General information
- Location: Ban Pang Puai, Na Sak Subdistrict, Mae Mo District, Lampang
- Owner: State Railway of Thailand
- Line: Northern Line
- Platforms: 1
- Tracks: 3

Other information
- Station code: ปย.

Services
| Preceding station | State Railway of Thailand |  |  | Following station |
| Pha Kho Halt towards Hua Lamphong or Krung Thep Aphiwat |  | Northern Line |  | Mae Chang towards Chiang Mai |

Location

= Pang Puai railway station =

Railway station in Thailand

Pang Puai railway station is a railway station located in Na Sak Subdistrict, Mae Mo District, Lampang. It is located 591.079 km from Bangkok railway station and is a class 3 railway station. It is on the Northern Line of the State Railway of Thailand.

== 1989 Derailment ==
On 23 May 1989, 20:30 The Rapid Train no. 38 (Chiang Mai-Bangkok) crashed into the face of a mountain and derailed.
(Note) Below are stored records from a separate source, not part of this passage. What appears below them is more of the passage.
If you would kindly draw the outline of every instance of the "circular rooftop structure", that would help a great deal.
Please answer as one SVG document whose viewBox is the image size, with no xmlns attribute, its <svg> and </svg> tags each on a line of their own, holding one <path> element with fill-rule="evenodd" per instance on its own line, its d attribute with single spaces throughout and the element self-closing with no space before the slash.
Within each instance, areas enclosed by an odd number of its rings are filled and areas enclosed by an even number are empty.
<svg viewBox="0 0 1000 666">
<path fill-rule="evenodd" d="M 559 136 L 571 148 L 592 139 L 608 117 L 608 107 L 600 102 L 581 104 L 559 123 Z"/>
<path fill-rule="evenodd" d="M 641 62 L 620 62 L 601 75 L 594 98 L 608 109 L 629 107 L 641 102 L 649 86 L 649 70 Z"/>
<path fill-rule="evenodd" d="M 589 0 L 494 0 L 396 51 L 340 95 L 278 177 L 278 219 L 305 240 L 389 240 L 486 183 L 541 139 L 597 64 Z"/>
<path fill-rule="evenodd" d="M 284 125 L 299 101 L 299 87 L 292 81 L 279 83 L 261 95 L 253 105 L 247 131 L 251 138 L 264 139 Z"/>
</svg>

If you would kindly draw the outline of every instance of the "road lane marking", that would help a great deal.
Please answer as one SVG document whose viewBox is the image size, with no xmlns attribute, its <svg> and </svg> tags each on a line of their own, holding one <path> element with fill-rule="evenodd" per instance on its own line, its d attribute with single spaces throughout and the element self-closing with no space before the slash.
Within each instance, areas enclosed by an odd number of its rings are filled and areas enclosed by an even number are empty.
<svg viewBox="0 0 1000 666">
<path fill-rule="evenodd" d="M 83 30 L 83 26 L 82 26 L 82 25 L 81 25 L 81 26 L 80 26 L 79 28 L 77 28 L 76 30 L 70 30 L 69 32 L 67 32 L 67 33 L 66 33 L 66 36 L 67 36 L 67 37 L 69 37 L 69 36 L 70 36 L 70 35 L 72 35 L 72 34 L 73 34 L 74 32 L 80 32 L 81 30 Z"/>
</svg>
The crash occurred between Pang Puai and Pha Khan railway stations. The train operator was instantly killed and the mechanic and train conductor received minor injuries. All eight carriages fell into the adjacent valley, causing eight deaths, 32 serious injuries and 107 minor injuries. After inspection, the cause was identified as due to a braking system failure. The system was fixed at Nakhon Lampang station, but failed again near Mae Mo station. At the site of the derailment, it was reported the speed was at 75 km/h when the speed limit was 45 km/h and the crash occurred following the application of an emergency brake.